Passing her eyes over the email she tried not to groan too loudly, she didn't normally read her emails until 1:40, half way through her lunch break it was a somewhat routine occasion, but when the subject of the email indicated a trip away she couldn't help but break her usual date with her inbox and open it at 10am. However, by doing so she wish she had held off, Jayne Grayson was one woman who could get Connie to squirm in her seat, she hated to admit it but the thought of Jayne getting one better over her she hated. The start of the email was very persuading two weeks for a conference in Paris, who was she to decline until she read the CC and it included Michael Spence. Conferences were usually just an occasion where she turned up at the first meeting and never bothered going to a second; then pampered herself for the remainder of the gestation away. Knowing that the main competitors for the director of surgery post were to be joining her meant that she couldn't even attempt to sneak away- her decision to turn up or not at every meeting would all go to getting the job she desired.
Then she thought, two weeks with 3 men, two of which would do anything to get her on her back, into bed with them and making her scream could be fun. She knew only one of them would succeed; only one of them ever had; only one ever would. She enjoyed playing them like pawns in her game, she was the queen, the best piece on the board she could go anywhere in her life and do it quickly, taking out many people on the way however they were spare parts that had very little where to go, one step at a time. She laughed softly at this thought; the only person who understood her as she understood herself was going on this conference with her, that's if they agreed to it, which she most certainly hoped they did.

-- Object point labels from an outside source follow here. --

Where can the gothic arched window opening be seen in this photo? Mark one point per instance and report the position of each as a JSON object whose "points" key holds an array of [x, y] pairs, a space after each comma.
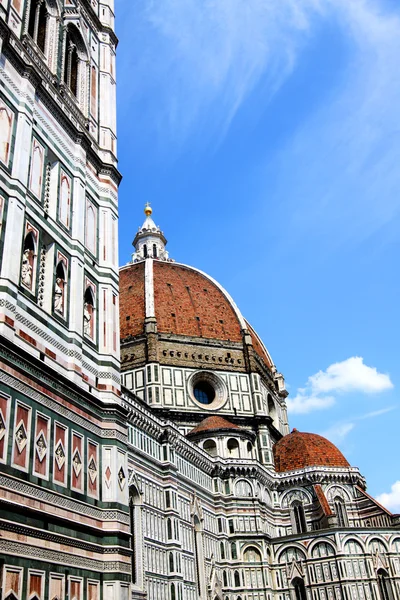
{"points": [[385, 588], [88, 313], [340, 511], [135, 531], [300, 589], [299, 517], [37, 25], [236, 578], [28, 267], [60, 289]]}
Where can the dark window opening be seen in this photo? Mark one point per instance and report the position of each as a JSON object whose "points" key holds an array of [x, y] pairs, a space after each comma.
{"points": [[300, 589], [204, 392]]}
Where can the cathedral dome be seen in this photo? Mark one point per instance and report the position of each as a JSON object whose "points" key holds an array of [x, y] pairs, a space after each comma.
{"points": [[182, 301], [298, 450]]}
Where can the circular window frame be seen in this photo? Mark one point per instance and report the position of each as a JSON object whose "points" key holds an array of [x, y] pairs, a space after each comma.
{"points": [[217, 383]]}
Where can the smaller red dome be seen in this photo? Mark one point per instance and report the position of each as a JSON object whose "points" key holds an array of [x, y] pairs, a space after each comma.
{"points": [[298, 450], [213, 423]]}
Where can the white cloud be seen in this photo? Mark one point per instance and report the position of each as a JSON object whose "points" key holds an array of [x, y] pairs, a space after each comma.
{"points": [[391, 500], [337, 433], [350, 375], [303, 403], [197, 60]]}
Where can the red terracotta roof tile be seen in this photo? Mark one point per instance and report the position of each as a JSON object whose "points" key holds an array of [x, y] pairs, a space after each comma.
{"points": [[213, 423], [298, 450]]}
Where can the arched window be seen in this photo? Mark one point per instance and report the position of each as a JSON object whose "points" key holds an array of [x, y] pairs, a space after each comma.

She liked the games with one, the sneaking about and the challenge of keeping quiet knowing that if anybody knew about what they did behind the closed doors of the linen cupboard it would blow both of their chances of this job and no doubt the ones they posses now, as well as the games they played at home in the privacy of their bedroom when her daughter was most definitely asleep. The other man in this competition she liked playing, playing him as a fool, stringing him along making him believe he had a chance when realistically he had no hope in hell of winning her.
Connie Beauchamp loved games, but they're always better when you win. It doesn't matter if they're the games she played as a child or those she now plays in the bedroom with the current object of her affections. This job was a game and Connie Beauchamp planned on winning it.